The mother of the alleged victim of sexual abuse by a Catholic priest has expressed regret about how she would insist her child see the priest when they were “reluctant” to.

Giving evidence in the Royal Court yesterday on the fourth day of the trial of Piotr Antoni Glas, the woman described how she would take her child to go and see the priest, saying: “He’s been good to us.”

She recounted telling the child: “We can’t be ungrateful.”

The mother added: “I was so gullible. I was so, so gullible. How did I let that happen?

“I’m so ashamed. I drove [them] there and I made [them] go when [they] didn’t want to.”

Mr Glas, who is known as Peter when his name is Anglicised, faces eight counts of committing acts of gross indecency and two counts of indecent assault against a child.

In her opening speech, Crown Advocate Carla Carvalho, prosecuting, described how the 61-year-old had “groomed” the child and their family, using his position as a priest to gain their trust before starting to use the child to fulfil his sexual fetishes surrounding feet.
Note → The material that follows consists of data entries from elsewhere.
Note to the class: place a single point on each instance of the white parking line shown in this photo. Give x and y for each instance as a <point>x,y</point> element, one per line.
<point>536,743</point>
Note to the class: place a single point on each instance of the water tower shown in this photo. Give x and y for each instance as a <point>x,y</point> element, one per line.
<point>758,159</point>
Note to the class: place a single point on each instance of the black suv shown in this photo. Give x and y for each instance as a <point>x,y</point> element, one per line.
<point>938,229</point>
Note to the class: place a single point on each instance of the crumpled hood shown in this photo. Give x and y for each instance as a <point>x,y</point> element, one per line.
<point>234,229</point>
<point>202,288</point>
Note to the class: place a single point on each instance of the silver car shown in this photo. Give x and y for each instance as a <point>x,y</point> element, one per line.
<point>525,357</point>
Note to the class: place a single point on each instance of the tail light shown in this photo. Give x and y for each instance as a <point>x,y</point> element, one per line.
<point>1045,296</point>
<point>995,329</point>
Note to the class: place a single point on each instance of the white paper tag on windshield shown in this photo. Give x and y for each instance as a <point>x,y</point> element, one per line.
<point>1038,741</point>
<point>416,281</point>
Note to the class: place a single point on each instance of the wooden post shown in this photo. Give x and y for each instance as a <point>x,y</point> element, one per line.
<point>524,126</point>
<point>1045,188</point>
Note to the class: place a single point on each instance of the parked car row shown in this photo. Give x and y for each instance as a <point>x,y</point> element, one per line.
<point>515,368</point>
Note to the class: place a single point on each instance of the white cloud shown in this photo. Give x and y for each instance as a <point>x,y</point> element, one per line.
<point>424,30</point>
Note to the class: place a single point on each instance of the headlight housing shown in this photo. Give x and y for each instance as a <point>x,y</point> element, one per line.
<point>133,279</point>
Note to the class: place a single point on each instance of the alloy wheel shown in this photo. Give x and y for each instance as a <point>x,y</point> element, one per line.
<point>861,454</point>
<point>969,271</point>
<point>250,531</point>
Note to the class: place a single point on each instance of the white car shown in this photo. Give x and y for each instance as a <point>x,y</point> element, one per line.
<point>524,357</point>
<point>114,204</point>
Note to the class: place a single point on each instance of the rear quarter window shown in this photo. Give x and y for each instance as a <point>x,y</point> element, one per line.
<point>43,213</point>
Mr Glas is accused of masturbating with the child’s feet in his face and play-fighting the child until the child’s face was near his erect penis with the child’s feet in his face.

He is also accused of kissing the child on the mouth twice.

The alleged victim’s mother yesterday told jurors that she had become “dependent” on Mr Glas, and that she had not thought there was anything untoward about his relationship with her family.

But she admitted her child was sometimes “reluctant” to visit the priest.

The woman told jurors: “[The alleged victim] said that… the defendant would be quite close to [them] or sitting on the floor, he would be quite close to [them] and he would be rubbing his leg.

“I said to [them] – that’s how gullible I was – maybe he had a sore leg.”

She said when the priest stopped hearing from the complainant for a while, he would text their mother and act “martyr-like”.

Mr Glas “didn’t like being challenged”, she recounted.

“Everything was black and white with him,” she said.

“If you disagree with him, it didn’t go down well and he made me feel vulnerable in that friendship that we had.”

The woman described how years later, her child had revealed the abuse to her.

During a call, her child told her: “After everything I have been through and everything he did to me, I hate him.”

The court heard she asked who the child meant, and they replied: “Father Peter. What he did to me.”

She described herself as “confused”, adding: “It’s just unfathomable that we didn’t protect [them].”

“You don’t know how to deal with it. There is no guidelines how you deal with it,” she said.

“I still blame myself.”

The Deputy Bailiff, Robert MacRae, is presiding over the jury trial.